Since its debut a year ago, Lexia Learning’s Reading Core5 program has helped thousands of students nationwide tackle Core Content and PAARC with greater confidence. This year, it assumes a more cosmopolitan air thanks to a focus on English Language Learners (ELL) with the addition of tongues from all corners of the globe.

Native Vietnamese, Arabic, Mandarin, Haitian Creole and Portuguese speakers can now join others in building English proficiencies through expanded picture glossaries, activity guides and thematic flash cards, all artfully woven into Core5’s multilayered educational strategy.

A blended-learning approach, which melds the best of classroom and online tutelage, increases student engagement, oral language development and reading comprehension. It’s like a passport to the faraway.

“Core5 has a rich artistic theme,” commented Liz Brooke, Lexia Learning’s Chief Education Officer. “We want to help students unlock the world through reading by helping them learn more about the Amazon rainforest, learn more about Paris. We want to make (learning) more engaging.”

Core5 addresses development of oral language, reading, spelling and writing skills in leaners of all abilities, including ELL students, permitting them to develop foundational reading skills with the rest of their native English-speaking classmates. The program provides a high level of self- and teacher-directed personalized learning.

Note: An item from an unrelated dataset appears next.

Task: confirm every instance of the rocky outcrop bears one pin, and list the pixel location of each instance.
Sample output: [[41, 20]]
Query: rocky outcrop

Blended learning also helps educators bring relevant online lessons into the classroom while seeing results in real time. It lets students track progress toward their personal goals and, once having mastered a specific lesson, move onto the next at his/her own pace.

“The online component is available immediately through the dashboard,” Brooke stated.

Core5 helps ELL students with beginner-level language and reading skills learn key comprehension strategies for listening, reading and phonics. Students with proficient language, but weak reading skills, can develop sophisticated vocabulary while learning to identify and use idioms, similes and metaphors.

Core5 offers these students personalized reading instruction and access to greater fluency, allowing them to trace their journeys around the world, view completed lessons and catch a glimpse of what lies ahead.

The approach seems to be working. Early data indicates ELL students are making the greatest gains with Core5. Among results from the 2014-2015 school year, 76 percent of high-risk students demonstrated mastery in two or more grade levels in Core5 and 34 percent of on-level students completed two or more grade levels of reading skills, ending the school year having completed the next grade-level benchmark.

Core5 further caters to teachers by making what they need to find intuitive and easily accessible.

“Our philosophy about assessment is simple,” Brook continued. “We want the most valid and reliable information to make educational decisions while minimizing the amount of time it takes to make those decisions.”